Wednesday, October 8, 2008

Are we or aren't we?

That seems to be the question of late.



"Are you going to find out the sex of the baby?"



Well, I would like to. Last time, I actually was content to wait, like Doug wanted. Although I did want to know, I thought it would be a fun surprise. So we waited... and waited and waited. Now, I find that I'm actually hoping for one sex over the other. And for all you booing me at the moment, you know that when you say "all I want is a healthy baby", although it's ALWAYS true, that's never the answer to the question.
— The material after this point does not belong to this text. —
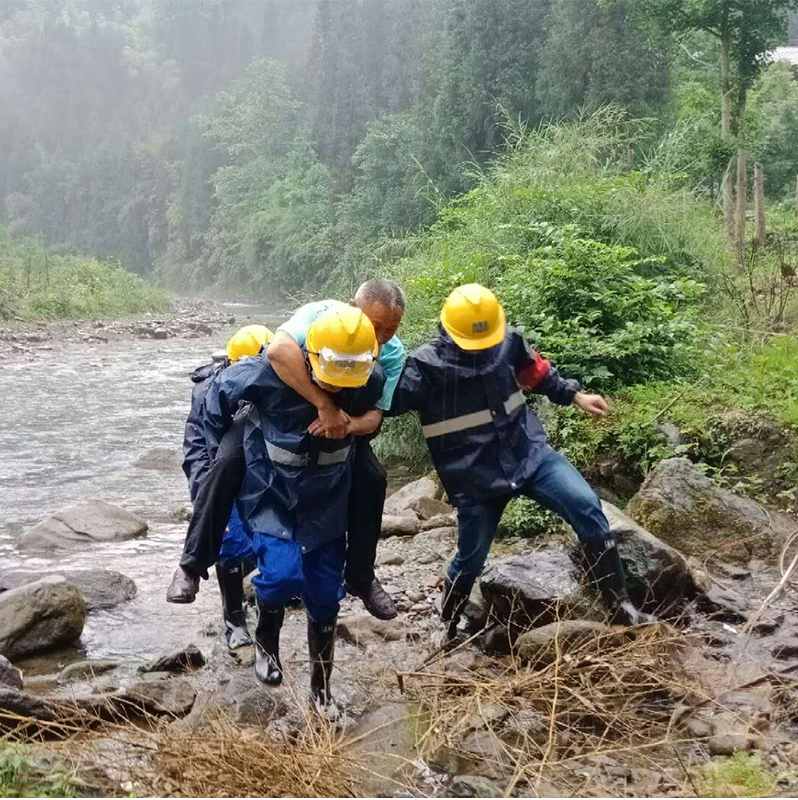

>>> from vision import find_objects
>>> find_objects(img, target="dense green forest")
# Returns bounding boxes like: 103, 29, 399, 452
0, 0, 798, 294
That being said, I would love for Garrett to have a little brother. Of course I would love a little girl too. But there's something about knowing Garrett might have a best bud and constant playmate that makes me melty inside. I never had a sister, and my brother never had a brother. My ideal family is NOT one boy and one girl. Since my relationship with my brother is virtually nonexistant, I feel like I'm missing out on a lot. I also hope that if this baby is a girl, that she and Garrett will be close, like David and I once was.

I think that because of this, I want to know. That way I can try to be as prepared as possible for whatever may come.

1 comments:

Anonymous said...

I am so impatient! We both LOVE finding out! I don't care what we have, and I really mean it this time. (No crying if it is a girl!) I think because I know that I will have more than 2. Plus, I like being prepared! let us know if you find out!